Daily Comment (September 12, 2017)
by Bill O’Grady and Thomas Wash
[Posted: 9:30 AM EDT] Yesterday’s market action was consistent with a sharp reversal in the recent risk trade. Amidst concerns about North Korea, the debt ceiling, trends in Washington, hurricane problems, etc., we saw Treasuries and gold rally, the dollar stumble and equities tread water. Those positions reversed yesterday with the dollar and equities rising strongly while the dollar dipped and Treasury yields rose. We are seeing some follow through overnight. It should be noted that renewed tensions with North Korea could bring a return of the aforementioned flight to safety trade. Here are some other items we are watching:
Capital goods balance and the dollar: We took a look at the capital goods trade balance; capital goods are goods designed for investment, e.g., machinery, rolling stock, etc. Over the past 12 years, dollar strength has led to a rising capital goods deficit.
Recent dollar weakness may slow the rising deficit, but a significant narrowing of this deficit would likely require further weakness in the dollar.
North Korea: As expected, the UNSC did approve additional sanctions on North Korea. However, these new sanctions are much less than the U.S. wanted. Given that China and Russia have veto power on the Security Council, getting any significant sanctions through the U.N. will be difficult. We do note that most major Chinese banks announced they will not open new bank accounts with North Korean ties. This action might be signaling that the Xi regime does not want to give into U.S. demands via the U.N. but wants to show its displeasure with the Kim regime over its behavior.

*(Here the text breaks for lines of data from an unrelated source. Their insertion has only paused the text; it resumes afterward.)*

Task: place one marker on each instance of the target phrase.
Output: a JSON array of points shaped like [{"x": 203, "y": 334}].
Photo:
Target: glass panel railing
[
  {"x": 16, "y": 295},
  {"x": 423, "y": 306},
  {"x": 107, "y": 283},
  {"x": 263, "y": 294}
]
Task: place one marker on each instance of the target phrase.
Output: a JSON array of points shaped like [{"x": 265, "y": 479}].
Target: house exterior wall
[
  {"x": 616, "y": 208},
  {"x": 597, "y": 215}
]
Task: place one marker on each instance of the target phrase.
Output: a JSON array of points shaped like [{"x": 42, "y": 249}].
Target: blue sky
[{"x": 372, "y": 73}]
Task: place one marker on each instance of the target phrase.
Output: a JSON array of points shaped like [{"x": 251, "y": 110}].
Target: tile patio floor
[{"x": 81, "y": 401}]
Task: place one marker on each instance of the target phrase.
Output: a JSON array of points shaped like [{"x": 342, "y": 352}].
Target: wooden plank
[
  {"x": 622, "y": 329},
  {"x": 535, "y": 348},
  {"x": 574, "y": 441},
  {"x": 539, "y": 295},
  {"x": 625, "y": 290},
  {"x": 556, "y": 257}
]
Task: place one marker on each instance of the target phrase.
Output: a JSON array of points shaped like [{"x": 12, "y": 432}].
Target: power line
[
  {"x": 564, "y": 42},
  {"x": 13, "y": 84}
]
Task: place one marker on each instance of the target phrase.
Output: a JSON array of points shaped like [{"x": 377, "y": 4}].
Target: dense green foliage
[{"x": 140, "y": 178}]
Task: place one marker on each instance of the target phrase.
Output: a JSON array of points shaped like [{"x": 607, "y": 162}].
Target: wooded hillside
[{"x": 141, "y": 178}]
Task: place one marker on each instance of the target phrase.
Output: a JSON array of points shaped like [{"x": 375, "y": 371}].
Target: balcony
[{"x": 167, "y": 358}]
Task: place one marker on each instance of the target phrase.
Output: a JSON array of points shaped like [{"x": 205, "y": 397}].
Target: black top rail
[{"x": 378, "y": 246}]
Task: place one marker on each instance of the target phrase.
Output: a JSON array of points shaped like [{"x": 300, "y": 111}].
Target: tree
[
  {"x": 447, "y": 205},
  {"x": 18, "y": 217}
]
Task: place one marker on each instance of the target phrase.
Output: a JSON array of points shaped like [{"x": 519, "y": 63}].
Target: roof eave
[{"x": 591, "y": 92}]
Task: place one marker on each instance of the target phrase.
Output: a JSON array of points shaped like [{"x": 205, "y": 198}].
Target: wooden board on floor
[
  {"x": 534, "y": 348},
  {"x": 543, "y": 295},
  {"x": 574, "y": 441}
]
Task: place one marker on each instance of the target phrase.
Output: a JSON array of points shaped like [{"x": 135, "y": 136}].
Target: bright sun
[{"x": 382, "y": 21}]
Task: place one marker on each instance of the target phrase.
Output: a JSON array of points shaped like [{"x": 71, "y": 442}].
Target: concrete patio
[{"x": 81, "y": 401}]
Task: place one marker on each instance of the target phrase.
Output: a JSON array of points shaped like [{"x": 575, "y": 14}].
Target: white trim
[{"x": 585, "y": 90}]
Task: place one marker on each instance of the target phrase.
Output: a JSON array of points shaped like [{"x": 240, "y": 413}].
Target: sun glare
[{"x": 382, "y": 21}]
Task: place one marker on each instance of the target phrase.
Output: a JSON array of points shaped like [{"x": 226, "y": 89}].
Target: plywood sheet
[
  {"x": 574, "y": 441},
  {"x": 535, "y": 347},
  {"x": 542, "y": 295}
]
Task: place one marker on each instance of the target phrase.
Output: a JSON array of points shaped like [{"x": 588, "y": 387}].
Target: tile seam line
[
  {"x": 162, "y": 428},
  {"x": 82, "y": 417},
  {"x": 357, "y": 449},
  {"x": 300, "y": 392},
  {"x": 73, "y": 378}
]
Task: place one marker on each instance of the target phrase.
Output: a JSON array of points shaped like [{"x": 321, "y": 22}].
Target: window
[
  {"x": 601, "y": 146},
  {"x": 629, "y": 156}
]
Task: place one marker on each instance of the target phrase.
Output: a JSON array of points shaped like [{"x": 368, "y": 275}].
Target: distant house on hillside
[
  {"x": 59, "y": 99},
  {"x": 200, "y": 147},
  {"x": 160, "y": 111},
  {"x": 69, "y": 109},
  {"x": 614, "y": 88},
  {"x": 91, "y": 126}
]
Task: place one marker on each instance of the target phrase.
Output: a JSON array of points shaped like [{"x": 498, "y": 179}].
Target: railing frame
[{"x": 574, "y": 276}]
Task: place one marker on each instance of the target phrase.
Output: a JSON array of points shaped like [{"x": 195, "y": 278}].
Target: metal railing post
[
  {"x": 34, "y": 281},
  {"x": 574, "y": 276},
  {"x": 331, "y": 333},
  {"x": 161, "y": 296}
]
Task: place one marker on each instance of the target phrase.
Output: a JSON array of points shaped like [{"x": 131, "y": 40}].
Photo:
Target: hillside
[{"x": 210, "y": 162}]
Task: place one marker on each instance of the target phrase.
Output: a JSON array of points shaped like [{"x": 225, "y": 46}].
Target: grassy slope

La Diada de Catalunya (Day of Catalonia): Yesterday, pro-independence supporters celebrated Catalonia’s national day by gathering in the streets of Barcelona in support of Catalonia’s independence referendum scheduled for October 1st. Last week, the Catalan regional government passed through legislation that would allow its citizens to decide whether to leave or remain as a part of Spain. The Spanish government has denounced the referendum as illegal and is looking for ways to stop the vote from happening. An independent Catalonia could potentially cause headaches for the European Union as there are no guidelines on how to deal with a breakaway state. In the past, the European Union has sought to quash separatist movements by stating that any breakaway state would have to leave and reapply. Currently, polls shows that the remain camp is ahead 49.4% to 41.1%. Although the vote is non-binding, a vote to leave Spain would embolden the separatists as they await the outcome of Brexit negotiations. If the U.K. is able to strike a decent deal with the European Union upon its exit, then separatists will likely argue that Catalonia could negotiate a similar arrangement.